Brief Review — SentencePiece: A Simple and Language independent subword tokenizer and detokenizer for Neural Text Processing
SentencePiece, Commonly Used in Many Large Language Models (LLM)
SentencePiece: A simple and language independent subword tokenizer and detokenizer for Neural Text Processing,
SentencePiece, by Google, Inc.,
2018 NAACL, Over 2200 Citations (Sik-Ho Tsang @ Medium)
- SentencePiece, a language-independent subword tokenizer and detokenizer, is proposed.
- SentencePiece comprises four main components: Normalizer, Trainer, Encoder, and Decoder.
- Normalizer is a module to normalize semantically-equivalent Unicode characters into canonical forms.
- Encoder internally executes Normalizer to normalize the input text and tokenizes it into a subword sequence with the subword model trained by Trainer.
- The roles of Encoder and Decoder correspond to preprocessing (tokenization) and postprocessing (detokenization) respectively.
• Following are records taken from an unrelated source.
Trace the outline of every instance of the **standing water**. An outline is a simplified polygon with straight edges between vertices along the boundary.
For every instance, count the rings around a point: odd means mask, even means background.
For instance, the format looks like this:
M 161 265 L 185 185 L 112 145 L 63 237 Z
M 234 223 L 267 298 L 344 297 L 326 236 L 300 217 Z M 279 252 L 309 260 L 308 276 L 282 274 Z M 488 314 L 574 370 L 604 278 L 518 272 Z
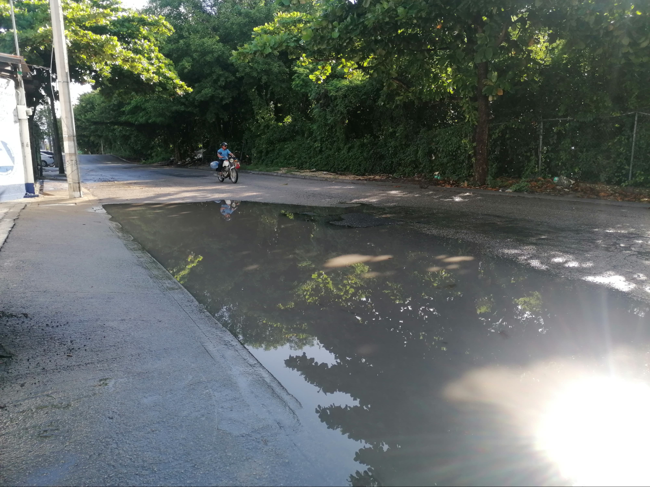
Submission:
M 111 205 L 302 405 L 333 483 L 638 484 L 647 306 L 363 206 Z

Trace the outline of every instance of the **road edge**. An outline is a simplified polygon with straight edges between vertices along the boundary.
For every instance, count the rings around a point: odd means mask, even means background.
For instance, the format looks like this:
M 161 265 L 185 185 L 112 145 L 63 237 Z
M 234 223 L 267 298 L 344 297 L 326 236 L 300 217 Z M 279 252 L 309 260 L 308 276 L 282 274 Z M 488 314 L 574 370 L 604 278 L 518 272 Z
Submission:
M 197 168 L 198 169 L 198 168 Z M 400 181 L 395 181 L 393 182 L 384 182 L 383 181 L 365 181 L 359 179 L 333 179 L 324 177 L 322 176 L 309 176 L 307 175 L 302 174 L 286 174 L 283 173 L 271 173 L 266 172 L 264 171 L 250 171 L 245 169 L 240 169 L 240 173 L 243 173 L 244 174 L 257 174 L 259 175 L 265 176 L 278 176 L 280 177 L 288 177 L 292 178 L 294 179 L 312 179 L 314 181 L 326 181 L 328 182 L 348 182 L 352 184 L 370 184 L 374 186 L 391 186 L 393 188 L 399 187 L 405 188 L 413 188 L 421 190 L 423 188 L 420 188 L 418 184 L 413 184 L 410 182 L 402 182 Z M 398 185 L 396 185 L 395 182 L 399 182 Z M 615 201 L 611 199 L 599 199 L 598 198 L 578 198 L 577 196 L 557 196 L 556 195 L 548 195 L 548 194 L 538 194 L 536 193 L 515 193 L 514 192 L 505 192 L 505 191 L 490 191 L 489 190 L 481 190 L 473 188 L 447 188 L 446 186 L 430 186 L 426 188 L 428 190 L 434 190 L 437 191 L 445 191 L 448 190 L 454 192 L 456 193 L 475 193 L 477 194 L 485 194 L 489 195 L 491 196 L 504 196 L 506 197 L 523 197 L 523 198 L 536 198 L 538 199 L 550 199 L 554 200 L 556 201 L 567 201 L 571 203 L 589 203 L 592 205 L 611 205 L 615 206 L 634 206 L 634 208 L 638 208 L 640 206 L 646 206 L 648 209 L 650 209 L 650 205 L 648 203 L 637 203 L 636 201 Z
M 97 204 L 101 206 L 103 211 L 106 211 L 103 209 L 103 205 L 99 202 Z M 94 208 L 98 208 L 98 206 L 94 207 Z M 95 210 L 97 211 L 97 209 Z M 194 323 L 206 339 L 206 343 L 203 345 L 208 353 L 213 356 L 214 355 L 223 356 L 224 353 L 219 349 L 225 347 L 230 352 L 240 356 L 247 364 L 250 371 L 264 381 L 276 399 L 285 404 L 291 412 L 296 421 L 300 423 L 294 409 L 302 408 L 300 402 L 216 318 L 210 314 L 205 307 L 196 301 L 183 284 L 176 281 L 160 262 L 136 242 L 133 236 L 125 232 L 119 223 L 111 219 L 108 220 L 108 223 L 110 229 L 122 241 L 127 249 L 135 255 L 159 285 L 170 295 Z M 242 390 L 248 388 L 244 387 Z
M 2 206 L 5 205 L 8 206 L 8 209 L 3 213 Z M 20 212 L 26 206 L 27 204 L 24 203 L 5 203 L 0 206 L 0 251 L 2 250 L 12 229 L 16 225 L 16 221 L 18 219 Z

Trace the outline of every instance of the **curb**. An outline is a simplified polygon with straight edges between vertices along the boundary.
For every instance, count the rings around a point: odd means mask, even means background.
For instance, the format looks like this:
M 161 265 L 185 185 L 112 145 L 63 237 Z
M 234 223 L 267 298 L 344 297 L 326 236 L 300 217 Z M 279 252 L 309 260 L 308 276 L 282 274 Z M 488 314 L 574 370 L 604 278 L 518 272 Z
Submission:
M 27 205 L 27 203 L 23 203 L 10 204 L 6 205 L 8 209 L 4 212 L 3 207 L 0 206 L 0 250 L 5 245 L 6 238 L 9 236 L 11 229 L 16 225 L 18 215 Z
M 374 186 L 384 186 L 395 187 L 396 185 L 391 182 L 384 182 L 382 181 L 364 181 L 359 180 L 348 179 L 332 179 L 323 177 L 322 176 L 307 176 L 298 174 L 283 174 L 281 173 L 267 173 L 263 171 L 249 171 L 240 169 L 239 172 L 246 174 L 257 174 L 266 176 L 278 176 L 280 177 L 289 177 L 294 179 L 313 179 L 318 181 L 327 181 L 328 182 L 348 182 L 351 184 L 371 184 Z M 421 190 L 419 185 L 413 184 L 408 182 L 402 182 L 399 184 L 400 187 L 410 189 Z M 536 194 L 535 193 L 511 193 L 504 191 L 490 191 L 489 190 L 481 190 L 471 188 L 445 188 L 444 186 L 430 186 L 427 189 L 437 191 L 452 191 L 456 193 L 475 193 L 476 194 L 491 195 L 492 196 L 504 196 L 510 198 L 523 197 L 535 198 L 537 199 L 551 199 L 556 201 L 569 201 L 571 203 L 584 203 L 592 205 L 610 205 L 615 206 L 633 206 L 639 208 L 645 206 L 650 209 L 648 203 L 637 203 L 636 201 L 614 201 L 611 199 L 598 199 L 597 198 L 579 198 L 577 196 L 557 196 L 556 195 Z

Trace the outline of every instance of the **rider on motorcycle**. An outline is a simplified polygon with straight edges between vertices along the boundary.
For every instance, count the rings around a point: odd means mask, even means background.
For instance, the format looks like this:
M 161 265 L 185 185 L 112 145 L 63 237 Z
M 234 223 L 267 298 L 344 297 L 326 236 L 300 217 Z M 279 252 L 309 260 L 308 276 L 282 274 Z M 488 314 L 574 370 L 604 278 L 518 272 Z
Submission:
M 231 156 L 235 157 L 235 155 L 228 150 L 228 144 L 226 142 L 222 142 L 221 149 L 216 151 L 216 156 L 219 160 L 219 165 L 215 169 L 216 172 L 218 173 L 221 171 L 221 170 L 224 168 L 224 161 L 228 160 L 228 158 Z

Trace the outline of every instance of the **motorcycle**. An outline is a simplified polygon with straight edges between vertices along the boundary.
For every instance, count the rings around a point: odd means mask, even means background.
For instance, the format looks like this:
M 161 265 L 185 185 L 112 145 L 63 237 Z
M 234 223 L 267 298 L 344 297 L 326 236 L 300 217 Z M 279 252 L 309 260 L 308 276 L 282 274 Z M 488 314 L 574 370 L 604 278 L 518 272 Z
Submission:
M 216 169 L 219 167 L 219 162 L 213 160 L 210 163 L 210 167 Z M 234 184 L 239 179 L 239 171 L 237 171 L 238 169 L 239 169 L 239 161 L 234 157 L 229 157 L 224 161 L 221 172 L 217 171 L 216 175 L 216 179 L 219 180 L 219 182 L 223 182 L 226 180 L 226 178 L 228 177 L 230 179 L 230 181 Z

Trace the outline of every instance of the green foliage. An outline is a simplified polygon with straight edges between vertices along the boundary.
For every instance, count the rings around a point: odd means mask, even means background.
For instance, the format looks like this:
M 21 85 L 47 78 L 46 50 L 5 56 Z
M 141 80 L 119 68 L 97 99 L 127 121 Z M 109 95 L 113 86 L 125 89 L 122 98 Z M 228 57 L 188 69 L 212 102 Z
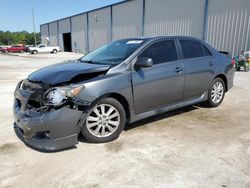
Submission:
M 41 42 L 40 33 L 36 33 L 36 44 Z M 34 45 L 34 33 L 28 33 L 27 31 L 21 32 L 10 32 L 0 31 L 0 45 L 14 45 L 14 44 L 25 44 Z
Encoding and decoding manage the vocabulary to id mapping and can directly convert the text into an id sequence and vice versa.
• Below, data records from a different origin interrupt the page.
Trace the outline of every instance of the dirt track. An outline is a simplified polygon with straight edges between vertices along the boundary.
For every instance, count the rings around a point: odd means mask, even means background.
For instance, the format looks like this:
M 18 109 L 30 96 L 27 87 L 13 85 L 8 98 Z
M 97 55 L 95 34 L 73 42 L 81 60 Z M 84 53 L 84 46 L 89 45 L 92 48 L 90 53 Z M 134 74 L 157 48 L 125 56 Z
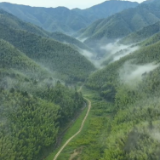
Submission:
M 81 127 L 79 128 L 78 132 L 75 133 L 72 137 L 70 137 L 67 142 L 60 148 L 60 150 L 57 152 L 57 154 L 55 155 L 54 159 L 53 160 L 57 160 L 58 156 L 61 154 L 61 152 L 63 151 L 63 149 L 68 145 L 68 143 L 70 141 L 72 141 L 73 138 L 75 138 L 83 129 L 83 126 L 85 124 L 85 121 L 86 119 L 88 118 L 88 115 L 89 115 L 89 112 L 91 110 L 91 101 L 87 98 L 85 98 L 88 102 L 88 110 L 87 110 L 87 113 L 86 113 L 86 116 L 84 117 L 83 121 L 82 121 L 82 124 L 81 124 Z

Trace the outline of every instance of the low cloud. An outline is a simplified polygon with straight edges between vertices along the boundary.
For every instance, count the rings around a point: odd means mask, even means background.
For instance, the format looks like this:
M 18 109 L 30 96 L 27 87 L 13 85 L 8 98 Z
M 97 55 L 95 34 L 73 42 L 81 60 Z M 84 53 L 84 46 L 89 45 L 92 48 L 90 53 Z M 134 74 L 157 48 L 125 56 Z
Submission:
M 139 47 L 134 45 L 123 45 L 119 43 L 119 40 L 117 40 L 113 43 L 102 46 L 101 49 L 105 52 L 105 61 L 111 63 L 135 52 Z
M 150 63 L 146 65 L 135 65 L 129 62 L 125 63 L 119 71 L 120 80 L 126 84 L 132 84 L 142 80 L 143 76 L 159 66 Z

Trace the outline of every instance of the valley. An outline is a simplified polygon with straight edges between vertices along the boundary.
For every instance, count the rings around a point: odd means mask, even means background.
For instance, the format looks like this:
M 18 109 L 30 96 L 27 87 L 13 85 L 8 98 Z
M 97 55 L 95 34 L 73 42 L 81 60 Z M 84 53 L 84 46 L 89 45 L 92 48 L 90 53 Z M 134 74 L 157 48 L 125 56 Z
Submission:
M 159 7 L 0 3 L 0 159 L 159 160 Z

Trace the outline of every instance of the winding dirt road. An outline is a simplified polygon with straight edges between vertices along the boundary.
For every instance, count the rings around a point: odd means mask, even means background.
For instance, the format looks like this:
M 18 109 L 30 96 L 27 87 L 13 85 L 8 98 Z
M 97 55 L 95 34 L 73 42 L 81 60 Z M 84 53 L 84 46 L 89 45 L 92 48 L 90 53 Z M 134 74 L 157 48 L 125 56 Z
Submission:
M 86 115 L 85 115 L 82 123 L 81 123 L 81 127 L 79 128 L 78 132 L 75 133 L 71 138 L 69 138 L 69 139 L 67 140 L 67 142 L 61 147 L 61 149 L 57 152 L 57 154 L 55 155 L 55 157 L 54 157 L 53 160 L 57 160 L 58 156 L 61 154 L 61 152 L 63 151 L 63 149 L 68 145 L 68 143 L 69 143 L 70 141 L 72 141 L 72 139 L 75 138 L 75 137 L 82 131 L 83 126 L 84 126 L 84 124 L 85 124 L 85 121 L 86 121 L 86 119 L 88 118 L 89 112 L 90 112 L 90 110 L 91 110 L 91 101 L 90 101 L 89 99 L 87 99 L 87 98 L 85 98 L 85 99 L 86 99 L 87 102 L 88 102 L 88 110 L 87 110 L 87 113 L 86 113 Z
1.2. Problems of Existing Approaches
- Yet, many existing approaches need some handcrafted/internal rules to restore back the id to text (not reversibly convertible). They are language-dependent, work in offline mode, which makes them difficult to use.
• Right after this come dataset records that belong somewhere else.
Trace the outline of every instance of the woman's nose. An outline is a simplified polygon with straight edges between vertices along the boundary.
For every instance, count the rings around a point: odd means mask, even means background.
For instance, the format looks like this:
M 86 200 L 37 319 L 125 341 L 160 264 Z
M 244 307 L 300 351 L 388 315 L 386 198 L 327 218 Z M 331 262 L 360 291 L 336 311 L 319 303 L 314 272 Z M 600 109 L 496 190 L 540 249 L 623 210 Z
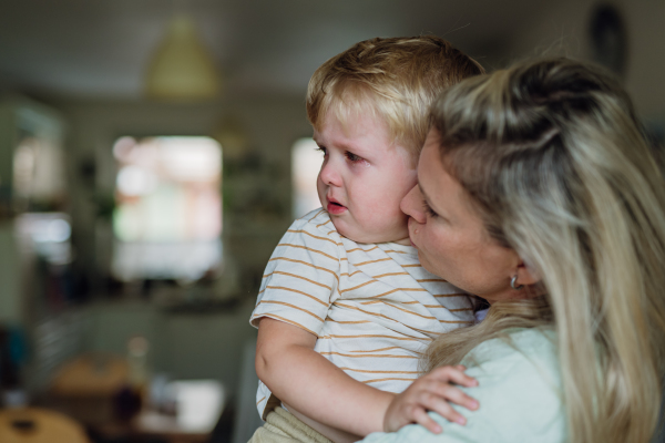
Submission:
M 418 185 L 413 186 L 411 190 L 405 195 L 399 208 L 402 210 L 402 213 L 413 218 L 416 222 L 420 224 L 424 223 L 426 216 L 424 212 L 422 210 L 422 196 L 420 195 Z
M 330 158 L 324 161 L 321 171 L 319 172 L 319 178 L 327 186 L 341 186 L 339 171 L 337 171 L 334 162 L 330 162 Z

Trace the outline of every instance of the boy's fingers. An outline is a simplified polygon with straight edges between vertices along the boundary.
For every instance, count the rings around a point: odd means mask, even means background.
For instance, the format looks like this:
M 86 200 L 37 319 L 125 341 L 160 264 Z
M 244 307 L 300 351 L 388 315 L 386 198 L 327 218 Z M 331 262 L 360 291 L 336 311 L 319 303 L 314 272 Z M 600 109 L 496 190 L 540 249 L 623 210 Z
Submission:
M 448 404 L 446 401 L 438 399 L 436 401 L 436 404 L 432 404 L 430 408 L 431 411 L 434 411 L 436 413 L 438 413 L 439 415 L 441 415 L 442 418 L 444 418 L 446 420 L 453 422 L 453 423 L 458 423 L 461 425 L 467 424 L 467 419 L 460 414 L 459 412 L 457 412 L 450 404 Z
M 460 384 L 462 387 L 472 388 L 478 385 L 478 380 L 467 375 L 463 371 L 451 368 L 448 371 L 448 381 Z
M 413 411 L 413 420 L 416 423 L 423 425 L 429 432 L 440 434 L 443 429 L 439 423 L 432 420 L 423 409 L 418 408 Z
M 477 410 L 480 405 L 478 400 L 467 395 L 467 393 L 461 389 L 451 385 L 447 385 L 441 389 L 441 396 L 471 411 Z
M 463 369 L 461 369 L 463 368 Z M 429 379 L 436 379 L 443 382 L 453 382 L 463 387 L 475 387 L 478 382 L 474 378 L 469 377 L 464 373 L 466 368 L 459 367 L 440 367 L 431 371 L 428 377 Z

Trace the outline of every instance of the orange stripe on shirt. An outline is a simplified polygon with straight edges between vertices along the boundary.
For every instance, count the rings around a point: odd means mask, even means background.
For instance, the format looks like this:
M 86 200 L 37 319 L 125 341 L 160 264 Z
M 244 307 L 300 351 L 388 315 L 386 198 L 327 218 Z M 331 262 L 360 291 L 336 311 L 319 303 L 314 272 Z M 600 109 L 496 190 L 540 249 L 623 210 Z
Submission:
M 339 293 L 344 293 L 344 292 L 351 291 L 351 290 L 354 290 L 354 289 L 362 288 L 364 286 L 367 286 L 367 285 L 369 285 L 369 284 L 374 284 L 375 281 L 377 281 L 377 280 L 369 280 L 369 281 L 366 281 L 366 282 L 364 282 L 364 284 L 361 284 L 361 285 L 355 286 L 355 287 L 352 287 L 352 288 L 348 288 L 348 289 L 341 289 L 341 290 L 339 291 Z
M 354 264 L 354 266 L 371 265 L 374 262 L 379 262 L 379 261 L 392 261 L 392 258 L 390 258 L 390 257 L 379 258 L 378 260 L 369 260 L 369 261 L 362 261 L 359 264 Z
M 291 233 L 291 234 L 305 234 L 305 235 L 308 235 L 309 237 L 316 238 L 318 240 L 330 241 L 332 245 L 342 246 L 340 243 L 331 240 L 330 238 L 318 237 L 318 236 L 315 236 L 314 234 L 309 234 L 308 231 L 306 231 L 304 229 L 298 229 L 298 230 L 296 230 L 296 229 L 288 229 L 287 233 Z
M 418 378 L 416 378 L 416 379 L 397 379 L 397 378 L 391 378 L 390 377 L 390 378 L 386 378 L 386 379 L 364 380 L 364 381 L 361 381 L 361 383 L 365 383 L 365 384 L 367 384 L 367 383 L 378 383 L 380 381 L 389 381 L 389 380 L 408 381 L 409 383 L 412 383 L 413 380 L 418 380 Z
M 309 312 L 307 309 L 300 308 L 299 306 L 295 306 L 295 305 L 291 305 L 291 303 L 287 303 L 287 302 L 284 302 L 284 301 L 277 301 L 277 300 L 260 300 L 258 302 L 258 305 L 262 305 L 262 303 L 288 306 L 289 308 L 294 308 L 294 309 L 297 309 L 297 310 L 303 311 L 305 313 L 308 313 L 308 315 L 310 315 L 311 317 L 314 317 L 315 319 L 317 319 L 319 321 L 324 321 L 324 319 L 320 318 L 319 316 L 317 316 L 316 313 Z M 256 305 L 256 306 L 258 306 L 258 305 Z
M 303 277 L 303 276 L 298 276 L 297 274 L 283 272 L 283 271 L 280 271 L 280 270 L 276 270 L 276 271 L 274 271 L 274 272 L 266 274 L 266 275 L 265 275 L 263 278 L 270 277 L 273 274 L 279 274 L 279 275 L 282 275 L 282 276 L 289 276 L 289 277 L 294 277 L 294 278 L 299 278 L 300 280 L 309 281 L 309 282 L 310 282 L 310 284 L 313 284 L 313 285 L 320 286 L 321 288 L 326 288 L 326 289 L 328 289 L 329 291 L 331 291 L 331 290 L 332 290 L 332 288 L 330 288 L 330 287 L 329 287 L 329 286 L 327 286 L 327 285 L 319 284 L 318 281 L 310 280 L 310 279 L 308 279 L 308 278 L 306 278 L 306 277 Z
M 301 290 L 297 290 L 297 289 L 293 289 L 293 288 L 286 288 L 286 287 L 284 287 L 284 286 L 266 286 L 266 289 L 282 289 L 282 290 L 285 290 L 285 291 L 289 291 L 289 292 L 296 292 L 296 293 L 299 293 L 299 295 L 301 295 L 301 296 L 309 297 L 309 298 L 310 298 L 310 299 L 313 299 L 314 301 L 317 301 L 317 302 L 319 302 L 319 303 L 321 303 L 321 305 L 324 305 L 324 306 L 328 306 L 328 303 L 327 303 L 327 302 L 325 302 L 324 300 L 321 300 L 321 299 L 318 299 L 318 298 L 316 298 L 316 297 L 314 297 L 314 296 L 310 296 L 309 293 L 307 293 L 307 292 L 304 292 L 304 291 L 301 291 Z M 321 321 L 323 321 L 323 320 L 321 320 Z
M 325 270 L 326 272 L 332 274 L 335 276 L 335 278 L 337 279 L 337 282 L 339 284 L 339 277 L 337 276 L 337 272 L 335 272 L 334 270 L 330 270 L 330 269 L 327 269 L 327 268 L 323 268 L 320 266 L 316 266 L 316 265 L 313 265 L 313 264 L 307 262 L 307 261 L 295 260 L 295 259 L 288 258 L 288 257 L 275 257 L 275 258 L 270 258 L 268 261 L 275 261 L 275 260 L 284 260 L 284 261 L 297 262 L 299 265 L 309 266 L 310 268 L 314 268 L 314 269 Z M 258 292 L 258 293 L 260 293 L 260 292 Z
M 318 249 L 314 249 L 314 248 L 308 248 L 307 246 L 293 245 L 293 244 L 290 244 L 290 243 L 280 243 L 280 244 L 279 244 L 279 245 L 277 245 L 277 246 L 287 246 L 287 247 L 289 247 L 289 248 L 299 248 L 299 249 L 309 250 L 309 251 L 311 251 L 311 253 L 320 254 L 321 256 L 325 256 L 325 257 L 331 258 L 332 260 L 337 261 L 337 258 L 336 258 L 336 257 L 332 257 L 331 255 L 329 255 L 329 254 L 326 254 L 326 253 L 324 253 L 323 250 L 318 250 Z
M 375 276 L 374 278 L 381 278 L 381 277 L 391 277 L 391 276 L 408 276 L 409 272 L 389 272 L 389 274 L 381 274 L 380 276 Z
M 350 353 L 341 353 L 341 352 L 319 352 L 321 356 L 340 356 L 340 357 L 348 357 L 350 359 L 364 359 L 364 358 L 369 358 L 369 359 L 418 359 L 418 357 L 415 356 L 392 356 L 392 354 L 367 354 L 367 356 L 354 356 Z
M 420 374 L 420 371 L 372 371 L 369 369 L 339 368 L 342 371 L 362 372 L 362 373 L 395 373 L 395 374 Z
M 252 320 L 255 320 L 255 319 L 257 319 L 257 318 L 259 318 L 259 317 L 260 317 L 260 318 L 263 318 L 263 317 L 267 317 L 267 318 L 272 318 L 272 319 L 274 319 L 274 320 L 284 321 L 285 323 L 289 323 L 289 324 L 296 326 L 296 327 L 298 327 L 298 328 L 300 328 L 300 329 L 303 329 L 303 330 L 305 330 L 305 331 L 307 331 L 307 332 L 311 333 L 311 334 L 313 334 L 313 336 L 315 336 L 315 337 L 317 337 L 317 336 L 318 336 L 318 333 L 314 332 L 311 329 L 307 329 L 307 328 L 305 328 L 303 324 L 300 324 L 300 323 L 298 323 L 298 322 L 296 322 L 296 321 L 289 320 L 289 319 L 287 319 L 287 318 L 280 317 L 280 316 L 276 316 L 276 315 L 274 315 L 274 313 L 262 313 L 260 316 L 253 317 L 253 318 L 252 318 Z

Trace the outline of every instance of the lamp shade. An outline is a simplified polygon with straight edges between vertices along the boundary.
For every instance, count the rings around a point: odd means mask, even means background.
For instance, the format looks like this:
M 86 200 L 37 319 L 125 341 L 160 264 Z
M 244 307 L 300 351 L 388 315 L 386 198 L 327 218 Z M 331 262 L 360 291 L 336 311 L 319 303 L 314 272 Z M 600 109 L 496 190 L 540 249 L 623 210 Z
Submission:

- This procedure also makes it hard to employ sub-sentence level data augmentation and noise injection.
- Lossless tokenization:
- The basic idea of lossless tokenization is to treat the input text just as a sequence of Unicode characters. Even whitespace is handled as a normal symbol.
- It is also self-contained with Python and C++ versions provided.
Subword segmentation with SentencePiece consitently improve the BLEU scores compared to the word model.
The segmentation speed of SentencePiece is around 21k and 74k sentences/sec. in English and Japanese respectively, which is fast enough to be executed on-the-fly.